O alvo do ministro francês e dos Khmers Rosa de François Hollande é a Igreja Católica. E a forma que o ministro encontrou para combater a Igreja Católica é a politização da escola, tal qual os estalinistas e maoístas fizeram no passado infernal que julgávamos ter tido um fim com a queda do muro de Berlim. Eis que se ergue um novo muro da vergonha na Europa, desta vez um muro da irracionalidade maçónica e jacobina.

O grande problema da democracia na Europa é que este tipo de gente chega ao Poder sem revelar ao povo, a priori, o tipo de ideologia que defendem; e só depois de eleitos revelam o verdadeiro cariz do seu pensamento político. Neste sentido, podemos dizer que a democracia foi subvertida na Europa.

O ministro francês defende a ideia segundo a qual a religião cristã – neste caso, a católica – deve ser substituída por uma “religião republicana” de Estado cujo fundamento é o laicismo. Segundo o ministro dos Khmers Rosa ,

“a revolução implica o esquecimento de tudo o que precede a revolução. E aqui a escola tem um papel fundamental, porque a escola deve erradicar , do aluno, todo o seu legado pré-republicano e ensiná-lo a ser um cidadão. É como um novo nascimento, há uma transubstanciação que opera, na escola e pela escola, a nova igreja com os seus novos sacerdotes, a nova liturgia e a nova tábua dos mandamentos da lei”.
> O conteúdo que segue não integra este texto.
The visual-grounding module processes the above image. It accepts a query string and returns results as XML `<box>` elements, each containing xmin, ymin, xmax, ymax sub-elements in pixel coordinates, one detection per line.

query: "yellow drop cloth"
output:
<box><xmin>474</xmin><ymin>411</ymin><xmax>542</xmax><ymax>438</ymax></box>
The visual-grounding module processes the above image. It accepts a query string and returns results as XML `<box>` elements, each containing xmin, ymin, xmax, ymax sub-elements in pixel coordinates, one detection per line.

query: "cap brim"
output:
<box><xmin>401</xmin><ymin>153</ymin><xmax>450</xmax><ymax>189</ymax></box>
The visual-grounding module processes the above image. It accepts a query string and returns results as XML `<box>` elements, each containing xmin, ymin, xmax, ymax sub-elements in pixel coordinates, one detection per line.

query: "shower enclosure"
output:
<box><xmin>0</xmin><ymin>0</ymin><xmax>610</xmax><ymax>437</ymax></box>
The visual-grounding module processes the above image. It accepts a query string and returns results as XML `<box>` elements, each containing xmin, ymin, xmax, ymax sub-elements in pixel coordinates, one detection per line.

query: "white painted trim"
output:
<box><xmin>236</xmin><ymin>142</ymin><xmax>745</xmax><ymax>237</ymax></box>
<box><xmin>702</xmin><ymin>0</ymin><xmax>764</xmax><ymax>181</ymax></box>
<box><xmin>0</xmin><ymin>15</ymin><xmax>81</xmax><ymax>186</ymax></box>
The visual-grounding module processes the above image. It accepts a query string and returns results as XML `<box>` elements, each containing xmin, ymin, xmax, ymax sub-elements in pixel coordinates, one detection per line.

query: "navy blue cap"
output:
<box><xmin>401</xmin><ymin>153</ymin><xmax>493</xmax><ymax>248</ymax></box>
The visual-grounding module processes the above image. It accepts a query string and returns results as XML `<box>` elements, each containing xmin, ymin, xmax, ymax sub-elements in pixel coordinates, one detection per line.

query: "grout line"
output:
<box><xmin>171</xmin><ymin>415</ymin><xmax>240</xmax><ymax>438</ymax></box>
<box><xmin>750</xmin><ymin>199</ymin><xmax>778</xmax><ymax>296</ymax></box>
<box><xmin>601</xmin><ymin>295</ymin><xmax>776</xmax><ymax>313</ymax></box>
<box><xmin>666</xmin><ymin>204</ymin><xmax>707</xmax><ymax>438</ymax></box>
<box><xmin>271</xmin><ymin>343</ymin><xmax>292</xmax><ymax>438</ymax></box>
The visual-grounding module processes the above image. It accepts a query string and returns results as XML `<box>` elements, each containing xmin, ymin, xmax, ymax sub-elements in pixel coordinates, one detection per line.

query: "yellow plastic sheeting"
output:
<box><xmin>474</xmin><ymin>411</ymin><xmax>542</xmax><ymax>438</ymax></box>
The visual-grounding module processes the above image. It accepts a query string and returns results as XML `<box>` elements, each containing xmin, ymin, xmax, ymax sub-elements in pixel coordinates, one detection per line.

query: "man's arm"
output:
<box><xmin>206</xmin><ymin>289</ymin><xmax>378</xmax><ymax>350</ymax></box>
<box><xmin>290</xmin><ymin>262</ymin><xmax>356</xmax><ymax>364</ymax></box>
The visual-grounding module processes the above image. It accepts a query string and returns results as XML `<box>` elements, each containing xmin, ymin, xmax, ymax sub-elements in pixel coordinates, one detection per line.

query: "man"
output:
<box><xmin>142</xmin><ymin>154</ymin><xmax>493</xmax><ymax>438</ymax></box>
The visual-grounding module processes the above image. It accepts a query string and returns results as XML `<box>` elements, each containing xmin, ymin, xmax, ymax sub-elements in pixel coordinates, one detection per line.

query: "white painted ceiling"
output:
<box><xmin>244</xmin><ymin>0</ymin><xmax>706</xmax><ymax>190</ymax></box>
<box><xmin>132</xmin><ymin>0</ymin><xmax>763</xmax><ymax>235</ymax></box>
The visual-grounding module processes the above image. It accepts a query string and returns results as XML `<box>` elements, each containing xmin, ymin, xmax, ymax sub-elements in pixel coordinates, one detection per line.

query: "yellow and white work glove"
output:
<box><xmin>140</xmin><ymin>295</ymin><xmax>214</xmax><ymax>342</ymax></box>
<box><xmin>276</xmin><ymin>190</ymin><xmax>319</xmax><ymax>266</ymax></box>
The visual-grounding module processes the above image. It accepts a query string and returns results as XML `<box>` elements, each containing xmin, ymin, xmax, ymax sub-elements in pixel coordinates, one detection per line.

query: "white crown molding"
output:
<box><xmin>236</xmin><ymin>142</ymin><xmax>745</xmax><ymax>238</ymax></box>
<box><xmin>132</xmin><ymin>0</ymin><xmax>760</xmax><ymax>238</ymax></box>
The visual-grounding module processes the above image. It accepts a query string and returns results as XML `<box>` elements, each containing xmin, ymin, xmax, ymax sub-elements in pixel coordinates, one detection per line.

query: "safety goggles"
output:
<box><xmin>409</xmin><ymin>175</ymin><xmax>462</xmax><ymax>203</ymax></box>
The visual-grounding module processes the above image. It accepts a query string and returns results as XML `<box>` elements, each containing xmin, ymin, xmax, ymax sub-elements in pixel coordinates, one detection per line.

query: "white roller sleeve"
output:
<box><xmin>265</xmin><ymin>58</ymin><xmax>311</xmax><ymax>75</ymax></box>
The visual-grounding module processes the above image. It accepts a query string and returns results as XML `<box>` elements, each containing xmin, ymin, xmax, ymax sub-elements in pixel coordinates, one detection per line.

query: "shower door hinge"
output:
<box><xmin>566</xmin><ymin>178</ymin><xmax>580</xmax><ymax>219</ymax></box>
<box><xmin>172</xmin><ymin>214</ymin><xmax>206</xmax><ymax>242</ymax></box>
Este tipo de discurso é messiânico e clama por uma metanóia (de tipo hitleriano ou estalinista), por um lado, e por outro lado parte do princípio de que é possível a qualquer um construir uma religião como a cristã meramente através da acção política. Esta gente não compreende o fenómeno do Cristianismo e transforma-o em uma mera ideologia política substituível por qualquer outra. Hitler, ou Lenine e Estaline não poderiam estar mais de acordo com os Khmers Rosa de François Hollande.

Ou seja, estamos em presença de germes de um novo projecto político totalitário na Europa equivalente ao comunismo ou ao nazismo. Como é evidente, uma religião implica a existência de fé, de rituais, de dogmas, do sagrado e do profano. E os totalitarismos do século XX foram caracterizados por uma qualquer fé dogmática imanente (que ultrapassa a simples crença) e de rituais políticos; a elite política revolucionária foi transformada no sagrado da religião política imanente, e o profano era tudo o que se passava nos “passos perdidos” da política, ou seja, no recato recôndito do lar.

Nunca foi tão urgente ler Eric Voegelin como agora.